From an enforcement perspective, Det.-Insp. Walker says there has been a concerted effort by police locally to track the source of the drugs when someone dies, and target traffickers and producers.
“We’ve had recent successes over the past year or so with joint investigations with Barrie city police. It’s going after those that are trafficking and bringing the substances into the city or to the surrounding areas,” said Walker.
“We also do take the stance that we will investigate every overdose death,” he added. “So if we have toxic drugs in our community, we want to find out. Obviously, we want to hold those accountable, too, if they’re responsible for a death.”
Det.-Sgt. Patrick Brouillard, who is in charge of general investigations for Barrie police, has seen overdose calls come in waves. Each wave, he said, is an indication of a different batch hitting the streets with a different strength or toxicity level.

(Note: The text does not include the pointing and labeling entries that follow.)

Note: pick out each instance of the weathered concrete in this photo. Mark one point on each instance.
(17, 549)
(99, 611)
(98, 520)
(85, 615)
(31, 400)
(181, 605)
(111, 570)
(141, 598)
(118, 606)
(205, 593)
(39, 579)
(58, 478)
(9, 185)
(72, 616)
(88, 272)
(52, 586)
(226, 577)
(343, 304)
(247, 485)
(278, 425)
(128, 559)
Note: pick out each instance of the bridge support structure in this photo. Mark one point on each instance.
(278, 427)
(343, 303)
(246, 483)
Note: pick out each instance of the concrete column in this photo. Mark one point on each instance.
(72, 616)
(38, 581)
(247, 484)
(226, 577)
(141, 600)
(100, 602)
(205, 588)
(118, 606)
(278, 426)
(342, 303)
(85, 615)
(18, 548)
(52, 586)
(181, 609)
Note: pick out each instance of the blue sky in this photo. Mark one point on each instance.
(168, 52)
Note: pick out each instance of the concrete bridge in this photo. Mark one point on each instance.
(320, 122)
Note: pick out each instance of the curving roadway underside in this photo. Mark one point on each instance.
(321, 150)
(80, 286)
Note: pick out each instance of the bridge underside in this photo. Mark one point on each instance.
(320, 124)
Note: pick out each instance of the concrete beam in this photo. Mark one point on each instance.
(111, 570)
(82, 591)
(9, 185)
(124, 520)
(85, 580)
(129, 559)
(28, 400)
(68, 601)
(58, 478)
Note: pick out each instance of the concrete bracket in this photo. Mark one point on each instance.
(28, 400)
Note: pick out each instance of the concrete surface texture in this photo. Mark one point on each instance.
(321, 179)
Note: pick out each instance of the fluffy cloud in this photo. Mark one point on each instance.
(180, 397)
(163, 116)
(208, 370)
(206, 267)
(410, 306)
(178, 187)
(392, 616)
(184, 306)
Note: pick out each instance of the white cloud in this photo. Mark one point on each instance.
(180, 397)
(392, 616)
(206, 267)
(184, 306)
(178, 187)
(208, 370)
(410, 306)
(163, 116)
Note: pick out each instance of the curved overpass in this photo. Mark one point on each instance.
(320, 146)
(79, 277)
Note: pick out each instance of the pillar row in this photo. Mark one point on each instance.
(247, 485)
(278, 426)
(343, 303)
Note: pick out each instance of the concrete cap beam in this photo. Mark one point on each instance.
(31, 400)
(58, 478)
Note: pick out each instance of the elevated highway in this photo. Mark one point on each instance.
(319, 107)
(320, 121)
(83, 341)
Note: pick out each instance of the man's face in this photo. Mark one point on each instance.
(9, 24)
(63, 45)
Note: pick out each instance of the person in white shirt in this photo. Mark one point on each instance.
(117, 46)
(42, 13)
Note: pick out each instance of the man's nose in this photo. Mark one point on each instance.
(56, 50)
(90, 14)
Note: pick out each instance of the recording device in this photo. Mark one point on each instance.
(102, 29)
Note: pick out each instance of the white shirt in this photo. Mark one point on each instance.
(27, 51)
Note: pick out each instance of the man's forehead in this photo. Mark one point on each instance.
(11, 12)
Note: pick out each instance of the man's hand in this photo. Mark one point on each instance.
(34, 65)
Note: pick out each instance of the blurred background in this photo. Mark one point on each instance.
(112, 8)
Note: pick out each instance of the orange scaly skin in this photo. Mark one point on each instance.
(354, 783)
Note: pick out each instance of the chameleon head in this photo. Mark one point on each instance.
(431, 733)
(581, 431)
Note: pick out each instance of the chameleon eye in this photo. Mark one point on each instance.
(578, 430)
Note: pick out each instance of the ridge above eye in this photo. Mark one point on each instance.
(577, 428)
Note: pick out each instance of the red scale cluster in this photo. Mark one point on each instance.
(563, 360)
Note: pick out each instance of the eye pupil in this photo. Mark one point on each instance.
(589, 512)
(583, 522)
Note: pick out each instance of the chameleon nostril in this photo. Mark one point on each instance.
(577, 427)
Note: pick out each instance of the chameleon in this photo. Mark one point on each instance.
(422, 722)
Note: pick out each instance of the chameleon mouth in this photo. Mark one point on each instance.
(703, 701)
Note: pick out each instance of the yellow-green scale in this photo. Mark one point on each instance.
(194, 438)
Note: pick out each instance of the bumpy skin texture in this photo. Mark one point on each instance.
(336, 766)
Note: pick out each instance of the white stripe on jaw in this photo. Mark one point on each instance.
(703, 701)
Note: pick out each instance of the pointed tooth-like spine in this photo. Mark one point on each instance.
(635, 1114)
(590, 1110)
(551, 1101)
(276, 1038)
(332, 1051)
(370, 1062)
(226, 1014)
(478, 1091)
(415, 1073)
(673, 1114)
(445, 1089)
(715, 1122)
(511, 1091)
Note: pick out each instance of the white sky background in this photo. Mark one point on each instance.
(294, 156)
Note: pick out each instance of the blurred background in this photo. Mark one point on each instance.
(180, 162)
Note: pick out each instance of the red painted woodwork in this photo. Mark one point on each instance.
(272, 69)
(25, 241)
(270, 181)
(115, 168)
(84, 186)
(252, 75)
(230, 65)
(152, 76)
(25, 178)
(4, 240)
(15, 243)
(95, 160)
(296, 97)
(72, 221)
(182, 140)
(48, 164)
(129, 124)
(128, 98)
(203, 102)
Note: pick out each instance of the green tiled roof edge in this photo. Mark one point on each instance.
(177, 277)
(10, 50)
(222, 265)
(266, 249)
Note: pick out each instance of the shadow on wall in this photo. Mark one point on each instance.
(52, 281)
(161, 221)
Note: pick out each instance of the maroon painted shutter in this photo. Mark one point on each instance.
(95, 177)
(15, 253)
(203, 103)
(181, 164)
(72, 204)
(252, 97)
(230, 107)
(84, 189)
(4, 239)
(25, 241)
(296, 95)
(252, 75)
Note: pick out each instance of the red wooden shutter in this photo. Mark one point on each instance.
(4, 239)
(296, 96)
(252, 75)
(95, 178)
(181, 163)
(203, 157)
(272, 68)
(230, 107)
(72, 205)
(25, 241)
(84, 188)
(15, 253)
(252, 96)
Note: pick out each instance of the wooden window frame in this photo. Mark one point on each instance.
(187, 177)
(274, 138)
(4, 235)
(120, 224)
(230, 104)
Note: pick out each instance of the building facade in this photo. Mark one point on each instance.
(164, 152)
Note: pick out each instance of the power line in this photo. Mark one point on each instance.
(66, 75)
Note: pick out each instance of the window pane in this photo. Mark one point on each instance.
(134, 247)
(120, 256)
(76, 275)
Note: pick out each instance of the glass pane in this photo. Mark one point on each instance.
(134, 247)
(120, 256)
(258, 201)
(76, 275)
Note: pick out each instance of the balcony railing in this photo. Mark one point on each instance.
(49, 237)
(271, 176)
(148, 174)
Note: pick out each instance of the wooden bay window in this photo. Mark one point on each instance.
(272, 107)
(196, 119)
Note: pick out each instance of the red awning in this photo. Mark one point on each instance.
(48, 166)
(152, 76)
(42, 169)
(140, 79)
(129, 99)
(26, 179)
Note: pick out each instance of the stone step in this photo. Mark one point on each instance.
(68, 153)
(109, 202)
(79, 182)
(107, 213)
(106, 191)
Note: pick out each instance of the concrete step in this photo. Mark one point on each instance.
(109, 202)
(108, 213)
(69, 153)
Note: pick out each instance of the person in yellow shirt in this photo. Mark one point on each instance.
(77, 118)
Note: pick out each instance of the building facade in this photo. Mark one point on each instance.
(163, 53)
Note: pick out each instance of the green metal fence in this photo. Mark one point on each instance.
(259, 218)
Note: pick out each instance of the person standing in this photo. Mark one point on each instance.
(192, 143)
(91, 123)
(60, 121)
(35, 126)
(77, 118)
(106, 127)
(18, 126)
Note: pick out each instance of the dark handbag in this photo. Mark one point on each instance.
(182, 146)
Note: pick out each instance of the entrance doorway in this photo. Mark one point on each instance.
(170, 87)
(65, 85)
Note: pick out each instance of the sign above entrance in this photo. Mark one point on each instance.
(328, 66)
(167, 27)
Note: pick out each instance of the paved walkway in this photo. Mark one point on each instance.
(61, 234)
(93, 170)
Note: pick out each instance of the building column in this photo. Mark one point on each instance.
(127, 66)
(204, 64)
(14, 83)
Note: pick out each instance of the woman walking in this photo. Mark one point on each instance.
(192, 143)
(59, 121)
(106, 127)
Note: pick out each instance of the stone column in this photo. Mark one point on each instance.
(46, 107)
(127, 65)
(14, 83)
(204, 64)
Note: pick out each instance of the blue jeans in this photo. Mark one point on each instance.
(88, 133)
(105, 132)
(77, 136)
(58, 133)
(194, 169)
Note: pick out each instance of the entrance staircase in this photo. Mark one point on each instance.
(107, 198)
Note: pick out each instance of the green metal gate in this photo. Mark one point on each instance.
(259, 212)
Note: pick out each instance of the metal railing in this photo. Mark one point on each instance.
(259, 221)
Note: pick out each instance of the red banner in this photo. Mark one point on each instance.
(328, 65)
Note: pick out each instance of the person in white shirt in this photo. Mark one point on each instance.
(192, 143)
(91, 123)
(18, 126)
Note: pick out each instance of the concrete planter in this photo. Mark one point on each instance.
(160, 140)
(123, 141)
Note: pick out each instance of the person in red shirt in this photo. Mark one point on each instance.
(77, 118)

“We can kind of judge the potency of the street-level drugs by how many calls we’re getting,” he said. “It’s my belief that people are used to a drug of a certain potency and then all of a sudden a batch of drugs comes into town that are more potent or not mixed like they’re used to and then the amount that they’ve taken for the last week, month or year, that same amount makes an overdose.”
The Barrie police officer said he saw the transition from the use of typical street drugs such as cocaine and heroin during his years with the drug unit to the addictive oxycodone, fentanyl and synthetic opioids, leading to the current crisis.